For all the time we spend detailing use cases for ever imaginable "happy path", when was the last time we stopped to create a use case that accounts for the "death" of a user? Are we good/humble enough developers to handle the potential that our users might want to, well… leave?
"User death" was a topic that I kept running into at CSCW this year. Not in any papers or presentations, instead the topic was relegated to quiet conversations where people dared challenge the impenetrable user/technology dyad. During one of the first nights at CSCW, I spent a good deal of time speaking with Mike Massimi, a PhD candidate at the University of Toronto.

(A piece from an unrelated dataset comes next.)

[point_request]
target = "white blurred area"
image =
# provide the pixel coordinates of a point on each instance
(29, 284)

He was kind enough to share some recent theoretical work he submitted to SIGCHI about what he calls "thanatosensitive design." Quoting one his professors, “It’s an odd feeling seeing a recent e-mail in your inbox from someone who is no longer here to receive the reply.” Massimi suggests that we need to reconsider user-centered design to account for our inevitable deaths.
Later that week, while talking to Janet Vertesi, we shared our mutual fascination with what we might call "digital identity death." She shared her interest the way that blogs change into memorials once their authors die, while I talked about the growing number of social networking profiles that are renamed to "In Loving Memory". Each of these binds users and friends into a new social network of sorts. Users come and converse around a shared interest: their deceased loved one.

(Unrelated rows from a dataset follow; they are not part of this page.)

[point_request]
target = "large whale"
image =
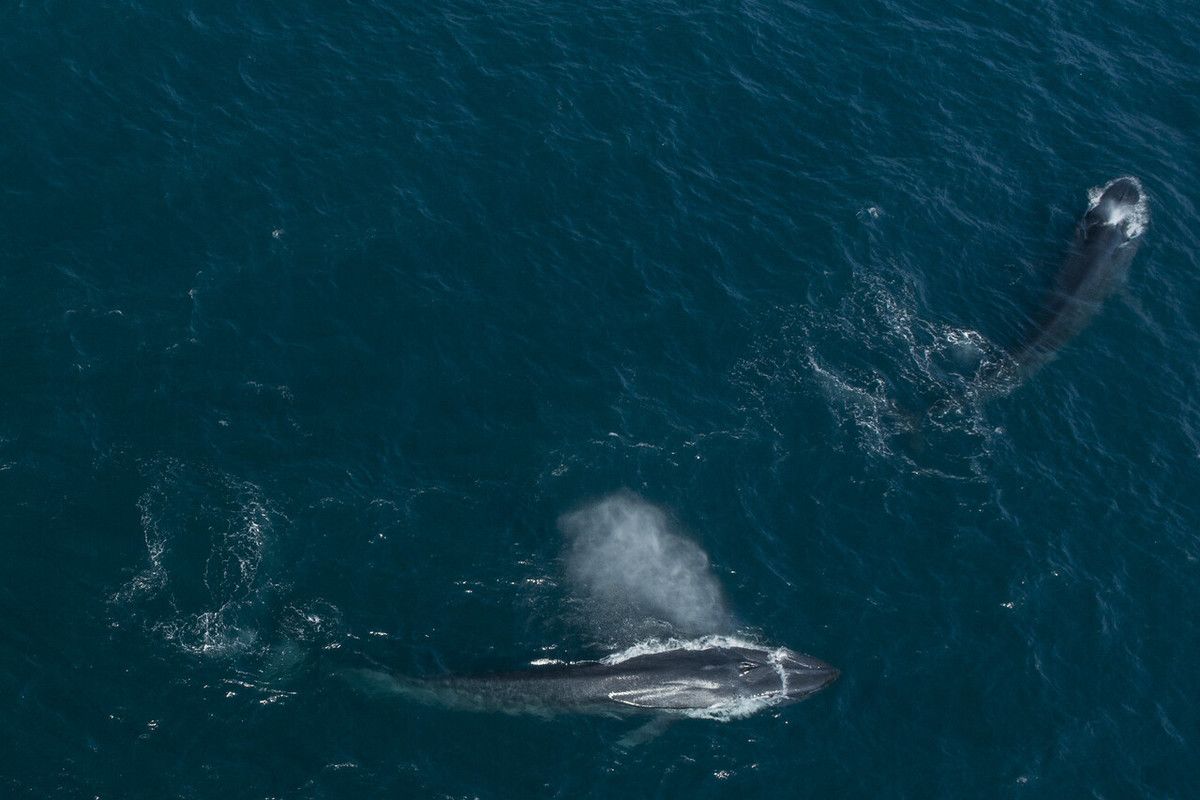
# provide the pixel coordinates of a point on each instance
(1105, 242)
(708, 680)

Today, however, I am thinking about something much more fundamental: Why can’t I delete my account? Or perhaps, what does it mean when I do? Since Van Gelder’s 1991 account of online identity fraud and Dibbell’s descent into the MOOs and MUDs, we have had to deal with the blurring of what we traditionally thought of (as Donath says) "one body, one identity". When online, what counts as a "body" or "identity" emerges out of the coconstruction, negotiation, and even contestation of users and technologies. While users may prove their existence with each Cartesian account (i.e., "I login, therefor I am"), the terms of their existence is often preregulated by the technology. Moreover, these jealous applications may go to extremes to prevent you from leaving. Technology does a great job of enabling our own sense of immortality.
To be clear, most of these online "identities" are rather facile. The username and password seems the most common and simple way of reconstituting the body online. MySpace doesn’t care about your government issued ID, it is your username and password that proxies your body and allows access. It is not surprising, then, that the mass exodus from MySpace earlier this year during Simon Owens’ "International Delete Your MySpace Account Day" equated to a form of cult-like suicide.

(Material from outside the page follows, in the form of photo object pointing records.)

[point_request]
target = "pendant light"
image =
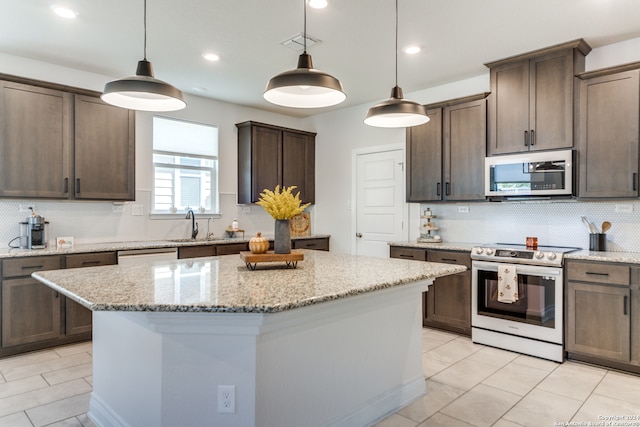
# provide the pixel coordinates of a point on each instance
(143, 91)
(304, 87)
(397, 112)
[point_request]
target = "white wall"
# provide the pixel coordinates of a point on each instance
(96, 221)
(339, 133)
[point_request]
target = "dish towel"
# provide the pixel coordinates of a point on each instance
(507, 283)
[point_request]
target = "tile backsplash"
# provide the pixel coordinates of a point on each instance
(555, 223)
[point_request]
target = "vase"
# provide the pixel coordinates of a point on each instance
(282, 240)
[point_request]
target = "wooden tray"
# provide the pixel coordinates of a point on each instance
(291, 260)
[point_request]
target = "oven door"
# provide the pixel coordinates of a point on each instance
(538, 312)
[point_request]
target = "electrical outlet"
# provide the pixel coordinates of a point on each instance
(226, 399)
(626, 208)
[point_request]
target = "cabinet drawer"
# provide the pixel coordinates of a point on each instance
(408, 253)
(25, 266)
(317, 244)
(232, 248)
(91, 260)
(460, 258)
(613, 274)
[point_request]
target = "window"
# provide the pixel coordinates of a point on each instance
(185, 166)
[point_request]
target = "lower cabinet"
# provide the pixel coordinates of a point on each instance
(30, 312)
(34, 316)
(601, 314)
(447, 303)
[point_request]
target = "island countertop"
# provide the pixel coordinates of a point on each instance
(224, 284)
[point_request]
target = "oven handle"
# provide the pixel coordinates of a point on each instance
(520, 268)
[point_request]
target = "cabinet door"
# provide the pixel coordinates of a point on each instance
(266, 160)
(551, 101)
(447, 303)
(298, 164)
(598, 321)
(509, 108)
(608, 141)
(104, 152)
(465, 142)
(424, 159)
(30, 312)
(35, 135)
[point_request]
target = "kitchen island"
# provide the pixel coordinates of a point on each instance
(336, 341)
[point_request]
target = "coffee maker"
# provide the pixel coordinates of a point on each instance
(33, 232)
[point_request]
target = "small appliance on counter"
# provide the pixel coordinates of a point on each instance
(427, 227)
(33, 232)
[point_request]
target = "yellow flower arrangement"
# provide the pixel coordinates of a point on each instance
(282, 204)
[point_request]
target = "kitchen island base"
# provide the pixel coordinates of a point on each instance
(347, 362)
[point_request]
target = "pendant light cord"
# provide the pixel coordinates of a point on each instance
(396, 42)
(304, 29)
(145, 30)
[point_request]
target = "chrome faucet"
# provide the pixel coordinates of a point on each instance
(194, 224)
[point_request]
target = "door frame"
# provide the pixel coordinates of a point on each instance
(354, 186)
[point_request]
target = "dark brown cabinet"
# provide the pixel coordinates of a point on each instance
(35, 141)
(58, 144)
(531, 106)
(104, 151)
(271, 155)
(31, 311)
(599, 315)
(447, 303)
(609, 122)
(78, 319)
(445, 157)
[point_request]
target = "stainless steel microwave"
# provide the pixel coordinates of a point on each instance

From the developer’s perspective, it is hard to understand a user’s desire to leave our software behind. A quick survey of some of the applications around my association reveals that in many cases, this isn’t even an option. While drinking my morning joe, I casually accosted colleagues, forcing them to face their mortality, and asked: "Why can’t you delete your user account?"
The most common response was a blank stare, followed by a "Why would you want to?" The answers varied, but were all rather weak: data integrity issues, research reasons, and my favorite "it’s not really a business priority." It is certainly not an area that developers spend a great deal of effort on. Owens’ blog post encouraging people to leave MySpace resulted in a microflurry of users trying to figure out how to do it in the first place. One of our architects admitted that he sometimes wonders what will happen to his Facebook account when he dies. "I guess my wife will clear it out?"
Clearly, the relationships we have with our online identities are not clear. What responsibility t\do we have to the identity artifacts we create, and what responsibilities do software developers have to us as users? My biggest take home is that no one seems to want to talk about this, let alone create clear exit strategies from the user/technology relationship. Perhaps preparing for the death of a user is similar to preparing a living will. Maybe we are procrastinating a task to a future date that may not even exist in the first place.